Now, don't get me wrong. This is a great movie. It emphasised all the different things I always think about. The meaningless of life, and its immense hardships being the main one. But when I tell people I'm a nihilist, and that life's hard for no reason. I'm seen as edgy, and pretentious. But when Charlie Kaufman does it. He's seen as a genius? Is it just because I'm not a Hollywood writer?
>My opinions on life are the EXACT SAME as Charlie Kaufman's. The exact same.
Yes, but Kaufman didn't just blather out his opinions, he crafted them into a fantastic work of art. If you make a great work of art, people will care about your stupid opinions.
My smile is stuck, I cannot go back to your frownland.
One of the many differences between Charlie Kaufman and you is that Charlie Kaufman doesn't hate humanity. He likes to explore our insecurities and our wants and desires. You just blatantly said you hate humanity.
It's a question of what you do with that opinion. If Anomalisa was Kauffman on screen saying that life is meaningless and it's all for *beep* then it would be tiresome, but by conveying that through art, it becomes meaningful.
"Why would you want to prove that all is for nothing?!"
Hey, I related to the ideas and emotions in this movie too. But the point isn't to confirm or justify your feelings of anxiety and alienation. It wants to illustrate that when we focus on such feelings, when we believe that we're not enough, the world will inevitably reflect that back to us. The problem is the lens through which we're perceiving the world, not the world itself. This idea is expressed quite clearly (I think anyway) in the closing images, when Lisa is driving with her friend in the car as she writes a letter to Michael. Her friend's face is animated in a completely new and human way, illustrating that a person whose heart is more open to connecting with the world (at least on some levels) is able to see the uniqueness and beauty that others will remain blind to. The majority of the film is a reflection of Michael's self-enforced blindness, if you will!
But how do you get out of this depression?! The movie gives no answers. It just tells you how it is, and that's it. Are some people just destined to be miserable their whole life? I work in customer service, and I feel the exact same depression.

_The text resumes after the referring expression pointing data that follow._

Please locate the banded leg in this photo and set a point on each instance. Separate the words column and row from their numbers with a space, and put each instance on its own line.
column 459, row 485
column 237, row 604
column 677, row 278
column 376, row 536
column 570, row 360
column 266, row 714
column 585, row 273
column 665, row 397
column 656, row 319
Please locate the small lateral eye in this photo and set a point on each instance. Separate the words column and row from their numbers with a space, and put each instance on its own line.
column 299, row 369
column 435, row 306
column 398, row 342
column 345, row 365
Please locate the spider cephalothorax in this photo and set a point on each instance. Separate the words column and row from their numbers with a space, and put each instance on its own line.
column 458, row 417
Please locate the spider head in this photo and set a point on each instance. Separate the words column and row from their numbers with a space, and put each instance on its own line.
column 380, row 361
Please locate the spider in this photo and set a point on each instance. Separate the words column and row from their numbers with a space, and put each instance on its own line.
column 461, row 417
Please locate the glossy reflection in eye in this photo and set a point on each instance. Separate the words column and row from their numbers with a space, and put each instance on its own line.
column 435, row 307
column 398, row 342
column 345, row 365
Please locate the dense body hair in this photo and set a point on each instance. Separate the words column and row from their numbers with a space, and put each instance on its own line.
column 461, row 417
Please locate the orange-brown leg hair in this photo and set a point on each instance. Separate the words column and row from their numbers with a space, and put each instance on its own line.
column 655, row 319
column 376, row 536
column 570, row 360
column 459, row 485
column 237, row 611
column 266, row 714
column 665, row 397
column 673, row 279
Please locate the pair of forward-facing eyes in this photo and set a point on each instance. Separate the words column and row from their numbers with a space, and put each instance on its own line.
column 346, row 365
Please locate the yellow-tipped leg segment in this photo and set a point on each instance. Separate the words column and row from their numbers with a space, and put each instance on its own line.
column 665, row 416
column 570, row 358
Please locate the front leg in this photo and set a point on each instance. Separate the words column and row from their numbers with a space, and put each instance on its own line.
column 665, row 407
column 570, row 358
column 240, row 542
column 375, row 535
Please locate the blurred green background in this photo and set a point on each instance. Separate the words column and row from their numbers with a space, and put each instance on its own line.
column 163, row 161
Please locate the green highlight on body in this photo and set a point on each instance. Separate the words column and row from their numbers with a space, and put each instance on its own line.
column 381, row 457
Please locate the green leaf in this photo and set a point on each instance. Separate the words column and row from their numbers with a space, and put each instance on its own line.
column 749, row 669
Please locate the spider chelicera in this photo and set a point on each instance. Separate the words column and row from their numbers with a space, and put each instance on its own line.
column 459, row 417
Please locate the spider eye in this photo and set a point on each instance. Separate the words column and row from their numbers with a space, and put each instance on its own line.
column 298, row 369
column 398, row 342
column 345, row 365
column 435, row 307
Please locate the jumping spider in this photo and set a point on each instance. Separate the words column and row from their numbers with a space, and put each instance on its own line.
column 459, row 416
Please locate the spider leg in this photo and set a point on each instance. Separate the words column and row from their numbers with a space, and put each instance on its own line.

Firstly, most depression is the result of stupidly simple things such as failing to drink enough water or eat enough alkaline foods; or not getting enough daylight and exercise. On top of that, most of us are consuming a fackload of sugar, alcohol, tobacco and all sorts of rubbish that send our bodies and minds into decline. Beyond that, we're mostly dealing with beliefs and habits ingrained in our subconscious mind. Read articles online about reprogramming negative beliefs and effectively creating new habits. Keep an open mind, invite in some things you may ordinarily define as silly. They may help you out. So before we complain in any major way, we need to address these things, or at least take responsibility for them. We are all human beings capable of immense things, happiness included.
I work out loads, and I'm still depressed. I can't even find joy in women, and sex anyone. I see life as meaningless. I don't see the point. I can't act anymore just to try and be happy in a pointless world.
There is not a lot to be happy about lately. I don't have any real answers, this is something I struggle with, myself. I don't believe happiness is a natural state for us, not to the degree that we want it anyway. The chances are that happiness is fleeting and trivial.. found in the smallest and most insignificant of details, for the smallest and most insignificant amount of time. Trying to be happy is not as important as trying things that might make you happy. I imagine that the pleasure centres get fatigued with repeated stimulation of the same type. Trying as much as possible gives you the best chances of finding small amounts of happiness here and there. Obviously this is not something a person with untreated depression, feels like doing, though.